Another European source noted that collection costs have remained elevated. This, coupled with high freight charges and improved domestic demand, is making things difficult for Turkey. He said Turkish mills did buy a few cargoes at slightly lower prices, but there is no room for further reductions. He said, “If there were room, the Turks would win this round, but there is no room.”
A US-based scrap executive agrees that offers from Turkey cannot really go down. The current offers from suppliers on the US East Coast are $406-410/mt CFR for HMS, plus an additional $20/mt for shredded and bonus. He does not see the US domestic market weakening anytime soon.
The Turkish steelmakers do not have a very good alternative to buying scrap at these levels. Since rebar prices are stubbornly static, current scrap prices leave little or no room for profit. They could reduce production. In the past, the procurement of billets could mitigate the cost of ferrous scrap. However, the billet market has increased to the point where mills in Turkey can no longer use them to bridge the gap. Russian billets are trading at approximately $510/mt CFR Turkey vs. scrap at $397-406/mt.

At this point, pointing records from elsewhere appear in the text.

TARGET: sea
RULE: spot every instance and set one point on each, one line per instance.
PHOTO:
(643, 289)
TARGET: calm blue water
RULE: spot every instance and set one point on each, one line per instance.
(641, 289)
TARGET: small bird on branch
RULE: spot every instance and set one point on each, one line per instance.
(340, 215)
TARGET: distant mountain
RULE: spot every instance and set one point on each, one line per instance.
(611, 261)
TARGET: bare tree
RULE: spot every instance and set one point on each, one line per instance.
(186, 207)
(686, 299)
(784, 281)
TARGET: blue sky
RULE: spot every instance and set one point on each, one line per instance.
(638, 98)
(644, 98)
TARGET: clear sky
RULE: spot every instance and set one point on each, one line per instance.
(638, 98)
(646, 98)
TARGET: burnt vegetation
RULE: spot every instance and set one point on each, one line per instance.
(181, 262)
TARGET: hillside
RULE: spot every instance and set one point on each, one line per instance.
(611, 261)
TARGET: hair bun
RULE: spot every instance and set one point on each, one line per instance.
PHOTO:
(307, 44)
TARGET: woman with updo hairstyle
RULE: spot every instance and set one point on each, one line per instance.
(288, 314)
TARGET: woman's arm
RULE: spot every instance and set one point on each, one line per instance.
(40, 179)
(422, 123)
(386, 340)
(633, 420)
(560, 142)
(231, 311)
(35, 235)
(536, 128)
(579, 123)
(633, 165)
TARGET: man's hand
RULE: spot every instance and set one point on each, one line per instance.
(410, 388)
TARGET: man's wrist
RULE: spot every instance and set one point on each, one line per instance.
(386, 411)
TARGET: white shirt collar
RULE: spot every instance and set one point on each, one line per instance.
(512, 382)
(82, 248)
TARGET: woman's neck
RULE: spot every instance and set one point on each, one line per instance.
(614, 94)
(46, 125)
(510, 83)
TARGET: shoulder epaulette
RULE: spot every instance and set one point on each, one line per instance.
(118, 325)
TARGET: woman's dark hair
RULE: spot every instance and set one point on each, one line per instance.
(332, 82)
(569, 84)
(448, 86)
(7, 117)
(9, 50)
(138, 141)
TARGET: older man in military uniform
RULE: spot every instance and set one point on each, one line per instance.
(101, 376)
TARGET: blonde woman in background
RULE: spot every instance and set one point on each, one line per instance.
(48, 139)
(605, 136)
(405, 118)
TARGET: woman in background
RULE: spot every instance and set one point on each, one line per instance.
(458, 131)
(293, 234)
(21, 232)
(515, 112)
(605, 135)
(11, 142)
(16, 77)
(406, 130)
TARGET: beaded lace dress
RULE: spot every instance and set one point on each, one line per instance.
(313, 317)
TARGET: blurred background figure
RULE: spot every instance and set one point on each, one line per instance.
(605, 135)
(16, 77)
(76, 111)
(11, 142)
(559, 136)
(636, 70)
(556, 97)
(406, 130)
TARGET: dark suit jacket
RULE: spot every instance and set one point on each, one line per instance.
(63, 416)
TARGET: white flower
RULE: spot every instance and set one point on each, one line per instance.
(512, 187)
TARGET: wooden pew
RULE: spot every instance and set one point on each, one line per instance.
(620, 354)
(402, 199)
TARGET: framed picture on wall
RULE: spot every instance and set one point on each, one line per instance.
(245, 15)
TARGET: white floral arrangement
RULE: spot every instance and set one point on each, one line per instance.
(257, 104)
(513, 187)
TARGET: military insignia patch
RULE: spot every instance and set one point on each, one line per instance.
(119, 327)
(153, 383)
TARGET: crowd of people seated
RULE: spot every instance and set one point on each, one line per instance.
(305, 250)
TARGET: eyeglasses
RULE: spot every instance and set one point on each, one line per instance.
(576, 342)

As several market sources noted, ocean freight is a significant part of the export sales equation. SMU contacted an executive in the logistics department of a large scrap exporter. He said the trajectory is upward at this time. Over the last several weeks, freight has eased to the low $40s/mt on the USEC-to-Turkey route as more vessels have become available. But this is no longer the case, as scrap has competition from other bulk commodities. As a result, Handymax rates have climbed back into the mid-$40s and could continue to rise, further complicating Turkish efforts to keep prices under control.
Over on the US West Coast, the export market is not looking as strong. SMU spoke to an exporter in the containerized arena. He said the latest workable sales price to Vietnam and Taiwan was in the area of $357-358/mt CFR CY, even though US-based suppliers have largely not actually agreed to this price level. Lately, however, mill buyers in Taiwan have signaled they want to lower prices to $345/mt. Vietnam would be maybe $5/mt higher, according to the source. “I wouldn’t even commit to $357,” he noted.